Winter of Secrets is the third installment ” featuring Constable Smith, Sergeant Winters, and the town in the shadow of the glacier, Trafalgar, British Columbia.”
A first chapter PDF of the book can be found here.
Tim O’Shea: Your website includes the phrase: “Canadian Author of Mystery Novels and Suspense Novels”. Do try to set all your novels in Canada? And in terms of writing, do you think your Canadian background/experience allows your novels to have a perspective and nuances that readers cannot get from non-Canadian writers?

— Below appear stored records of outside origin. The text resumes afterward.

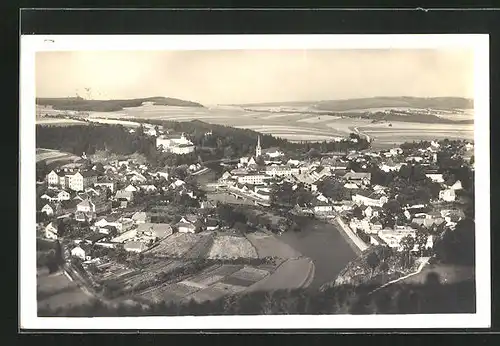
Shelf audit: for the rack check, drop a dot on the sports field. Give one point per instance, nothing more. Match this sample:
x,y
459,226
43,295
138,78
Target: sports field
x,y
297,126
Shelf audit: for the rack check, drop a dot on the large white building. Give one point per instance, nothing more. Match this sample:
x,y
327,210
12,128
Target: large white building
x,y
175,145
252,179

Vicki Delany: I do set all my books in Canada. About all I can say I bring to my books is a Canadian perspective on Canada. And that’s a good thing. We in Canada are overshadowed so much by our so-much-larger neighbours that it can be difficult to get our stories told. Even Canadian publishers sometimes prefer books set in the U.S. because they think that has greater market appeal. Toronto is often a stand-in in movies and TV shows for places such as New York, but it is not often allowed to be itself. Canada and the U.S. are alike in many ways, but there are significant differences also and I think everyone benefits from knowing how the rest of the world works. For example, my police officers in the Constable Molly Smith series are not allowed to carry their guns when out of uniform so they will not walk out of a restaurant into a gun battle or some such. Gold Digger is set in the Yukon during the Klondike Gold Rush, which was about as far from a Wild West town as you can get; the North-West Mounted Police being firmly in charge. That sort of thing, and other nuances, are why I think it’s valuable for Canadian people to set their books in Canada.